No pretender invertir los papeles asumiendo de ante mano el papel de Dios y juzgando quien se merece o no Su amor y nuestro amor. Dice San Juan de la Cruz: “Dios tiene por costumbre ensalzar a quien se humilla”; y en la Epístola de hoy nos amonesta gravemente San Pedro: “Humillaos, pues, bajo la poderosa mano de Dios, para que a su tiempo os ensalce” (1 Pedro V, 6).

Dios pone los ojos en el indigente; no le desprecia por delincuente y reo.

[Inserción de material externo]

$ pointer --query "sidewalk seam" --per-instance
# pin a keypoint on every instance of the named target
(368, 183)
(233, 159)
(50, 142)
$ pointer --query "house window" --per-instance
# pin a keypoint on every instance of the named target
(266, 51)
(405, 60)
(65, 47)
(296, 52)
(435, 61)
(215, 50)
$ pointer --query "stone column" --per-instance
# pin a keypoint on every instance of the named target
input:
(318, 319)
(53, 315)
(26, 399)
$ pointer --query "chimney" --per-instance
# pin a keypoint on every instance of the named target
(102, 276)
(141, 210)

Sinsabores le costó, siendo tan ingrato. Cada uno de nosotros es para Jesús un lirio entre espinas, entre todas las espinas de su corona, y es sin embargo tanto más amado cuanto mayor fue ese precio que tuvo que pagar Él personalmente, y el que tuvo que pagar el Padre al entregar al Hijo.

No entenderá nunca este mensaje, ni podrá salir de su dura vida purgativa, quien se resista a creer en el amor de Dios por su criatura hasta la locura y vea en Dios a un taxativo funcionario que le haga pagar hasta el último centavo.

Dice Santo Tomás que Dios no le niega a nadie la gracia necesaria para salvarse. Así, podemos decir que Dios ha alzado las banderas de su amor para conquistarnos. Y cuando nos conquista, “después de un breve padecer”, dice San Pedro, el alma herida de su amor misericordioso no encuentra recreo ni medicina para su dolencia sino en Jesús, quien “la perfeccionará y afirmará, la fortalecerá y consolidará” (1 Pedro V, 10).

Dios es amor misericordioso. No es envidia, ni odio, ni insidia, ni rencor, ni venganza, ni represalia. El no tener corazón es inmisericordia. Es un pecado mortal.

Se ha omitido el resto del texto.